What struck me about both cases was that the reported communications were explicit about the risk of harm. The email from Royal Cornwall Hospital went on to say that some patients would be at risk of harm but that this would be a “proportionate risk.” You don’t often get senior NHS managers being so candid about this lived reality: to that extent, I commend them. But we’re entering dangerous territory when the professional clinical judgment of medics who have assessed and spoken to patients and their families, and who are personally accountable for decisions and consequences, is over-ridden, or when they’re heavily pressured to act outside their comfort zone.
We all face daily balancing acts between the needs of individual patients and those of all patients and the wider system. We all accept managed risks in discharging patients. And we must maintain patient flow through beds, to improve our processes and minimise internal delays. That’s a given. These stories suggest that we’re now on far rougher ground.
The profession has been shaken by rare but high profile cases of gross negligence manslaughter, such as that against Hadiza Bawa-Garba.3 Through fear for our own livelihoods and reputations, our strong professional sense of a duty of care to patients is challenged and threatened by systemic and bed pressures.
But what’s our position when we receive such instructions and pressure? The General Medical Council (GMC) has already issued guidance on formally escalating and documenting concerns whenever staffing, workload, or system failures may put patients at risk of harm.4 Guidance in the GMC’s Duties of a Doctor5 suggests that doctors must prioritise their primary duty of care and patient safety—but also use resources efficiently and make balanced judgments. Colin Melville, GMC medical director, told me, “We always consider a concern raised with [us] on the specific facts of the case, taking into account the factors relevant to the environment in which the doctor is working.” I don’t find any of this especially reassuring, and nor do I see a defence of, “the medical director made me do it.”

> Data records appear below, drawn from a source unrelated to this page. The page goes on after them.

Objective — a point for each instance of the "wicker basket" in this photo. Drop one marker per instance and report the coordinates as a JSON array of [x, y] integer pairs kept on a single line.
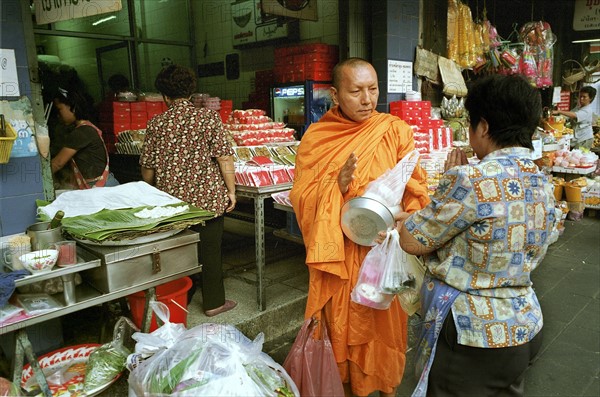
[[6, 143]]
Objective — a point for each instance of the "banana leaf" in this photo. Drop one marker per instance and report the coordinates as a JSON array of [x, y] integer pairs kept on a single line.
[[115, 225]]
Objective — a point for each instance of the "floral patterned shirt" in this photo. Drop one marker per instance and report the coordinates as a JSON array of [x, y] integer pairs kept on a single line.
[[490, 223], [182, 145]]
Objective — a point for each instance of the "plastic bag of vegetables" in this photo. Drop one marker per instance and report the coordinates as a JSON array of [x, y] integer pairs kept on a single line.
[[212, 360], [108, 360]]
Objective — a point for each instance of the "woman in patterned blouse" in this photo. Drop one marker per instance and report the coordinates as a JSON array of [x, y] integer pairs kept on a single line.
[[187, 155], [482, 235]]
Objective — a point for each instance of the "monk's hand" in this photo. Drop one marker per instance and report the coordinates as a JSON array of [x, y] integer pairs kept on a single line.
[[456, 157], [380, 237], [346, 175]]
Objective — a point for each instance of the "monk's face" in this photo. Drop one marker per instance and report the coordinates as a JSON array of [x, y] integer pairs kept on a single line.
[[357, 93]]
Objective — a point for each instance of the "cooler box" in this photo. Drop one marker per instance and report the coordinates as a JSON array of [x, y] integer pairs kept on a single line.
[[128, 265]]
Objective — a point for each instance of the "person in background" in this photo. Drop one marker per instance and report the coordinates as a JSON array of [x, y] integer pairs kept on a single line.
[[186, 154], [117, 83], [484, 232], [83, 148], [582, 115], [350, 146]]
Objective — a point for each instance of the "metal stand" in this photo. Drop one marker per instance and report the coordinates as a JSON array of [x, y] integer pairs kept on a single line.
[[258, 194]]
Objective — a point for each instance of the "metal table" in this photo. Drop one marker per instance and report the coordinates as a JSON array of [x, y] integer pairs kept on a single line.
[[86, 296], [259, 194]]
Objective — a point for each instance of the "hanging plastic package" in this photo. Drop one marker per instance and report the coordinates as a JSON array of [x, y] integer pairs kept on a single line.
[[20, 116]]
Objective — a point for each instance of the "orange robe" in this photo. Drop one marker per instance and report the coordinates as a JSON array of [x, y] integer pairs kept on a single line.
[[369, 344]]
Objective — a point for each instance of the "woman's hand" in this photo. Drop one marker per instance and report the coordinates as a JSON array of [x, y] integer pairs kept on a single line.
[[346, 175], [456, 157]]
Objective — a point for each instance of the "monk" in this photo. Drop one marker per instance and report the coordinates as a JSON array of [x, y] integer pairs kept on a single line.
[[338, 156]]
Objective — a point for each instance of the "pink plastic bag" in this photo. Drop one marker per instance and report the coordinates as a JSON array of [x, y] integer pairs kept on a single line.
[[311, 364]]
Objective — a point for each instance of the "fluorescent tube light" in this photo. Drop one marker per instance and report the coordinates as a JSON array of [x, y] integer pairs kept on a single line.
[[99, 21], [585, 41]]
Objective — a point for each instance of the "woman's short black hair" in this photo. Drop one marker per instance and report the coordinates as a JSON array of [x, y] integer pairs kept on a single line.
[[78, 102], [176, 81], [510, 105]]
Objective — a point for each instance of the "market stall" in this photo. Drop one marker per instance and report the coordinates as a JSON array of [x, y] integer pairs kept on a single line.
[[119, 251]]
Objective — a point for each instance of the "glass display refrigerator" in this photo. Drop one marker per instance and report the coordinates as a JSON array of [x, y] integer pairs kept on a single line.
[[300, 104]]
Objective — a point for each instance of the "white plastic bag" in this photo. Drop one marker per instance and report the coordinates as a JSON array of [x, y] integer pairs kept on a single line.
[[212, 360], [395, 276], [367, 291], [161, 338]]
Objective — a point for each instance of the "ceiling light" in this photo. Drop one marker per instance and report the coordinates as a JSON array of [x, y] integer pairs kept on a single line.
[[99, 21], [585, 41]]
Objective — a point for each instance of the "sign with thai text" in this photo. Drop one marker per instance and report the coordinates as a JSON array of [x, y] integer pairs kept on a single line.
[[586, 15], [48, 11], [9, 81], [399, 76]]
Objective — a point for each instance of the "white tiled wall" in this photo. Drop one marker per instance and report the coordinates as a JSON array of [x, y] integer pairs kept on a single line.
[[213, 32], [212, 21]]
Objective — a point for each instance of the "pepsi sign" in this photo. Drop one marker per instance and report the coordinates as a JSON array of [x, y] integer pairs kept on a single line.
[[296, 91]]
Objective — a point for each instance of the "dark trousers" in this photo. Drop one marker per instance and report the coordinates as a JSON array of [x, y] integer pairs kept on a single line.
[[209, 254], [460, 370]]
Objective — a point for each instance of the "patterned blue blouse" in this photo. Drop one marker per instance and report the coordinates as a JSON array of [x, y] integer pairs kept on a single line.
[[490, 223]]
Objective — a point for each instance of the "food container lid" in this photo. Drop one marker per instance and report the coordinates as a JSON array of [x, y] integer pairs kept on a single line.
[[363, 218]]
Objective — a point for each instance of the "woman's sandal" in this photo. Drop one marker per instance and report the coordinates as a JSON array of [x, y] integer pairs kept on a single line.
[[228, 305]]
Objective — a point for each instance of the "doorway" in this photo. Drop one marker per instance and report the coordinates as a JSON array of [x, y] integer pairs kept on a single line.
[[115, 59]]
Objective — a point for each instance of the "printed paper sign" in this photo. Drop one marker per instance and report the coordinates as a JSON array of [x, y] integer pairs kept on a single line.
[[586, 15], [9, 81], [48, 11], [399, 76]]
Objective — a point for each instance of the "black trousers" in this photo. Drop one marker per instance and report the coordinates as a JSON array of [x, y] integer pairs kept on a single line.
[[209, 254], [463, 371]]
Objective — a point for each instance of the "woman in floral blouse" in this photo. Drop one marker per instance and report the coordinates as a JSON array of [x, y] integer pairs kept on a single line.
[[482, 235], [187, 155]]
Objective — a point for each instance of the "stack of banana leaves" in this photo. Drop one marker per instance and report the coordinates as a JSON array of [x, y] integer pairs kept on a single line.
[[130, 223]]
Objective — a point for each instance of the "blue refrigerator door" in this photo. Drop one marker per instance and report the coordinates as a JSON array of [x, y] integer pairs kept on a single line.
[[300, 104], [318, 100]]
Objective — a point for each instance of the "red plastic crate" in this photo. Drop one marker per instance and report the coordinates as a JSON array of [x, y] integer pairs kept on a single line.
[[137, 117], [316, 48], [121, 117], [138, 106], [318, 67], [118, 127], [318, 75], [121, 107], [153, 106]]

Another concern is what information patients should be given. Surely, they’ll have to be told that they’re being discharged earlier than their doctor might like, and we should document any safety netting we put in place for ongoing support and to reduce the risk of avoidable harm.
I’d like to see every patient and family given a letter co-signed by the chief executive, medical director, and chief nurse, making it clear that bed pressures meant that they were four square behind clinicians’ necessary decisions to free beds and offering conversations with those who are concerned or may make formal complaints. When complaints or inquests or court cases arise those senior managers should visibly and unequivocally back the decisions of shop floor clinicians. Emails such as those in the news stories should occur only in the context of a formal, signed-off incident plan and not ad hoc.
In acute hospital medicine we accept risk, along with competing priorities, daily. But, increasingly, we can’t reconcile our professional values, clinical autonomy, and duty of patient care with our fidelity to employers and the fear of courts, regulators, and harm to our own mental wellbeing.
Ultimately, acute hospital staff should not be backed into a corner or somehow labelled as a problem when the root cause is a failure to create sufficient capacity in community health and care services and decisions to cut the acute hospital bed base too far.
Competing interests: See bmj.com/about-bmj/freelance-contributors.
Provenance and peer review: Commissioned; not externally peer reviewed.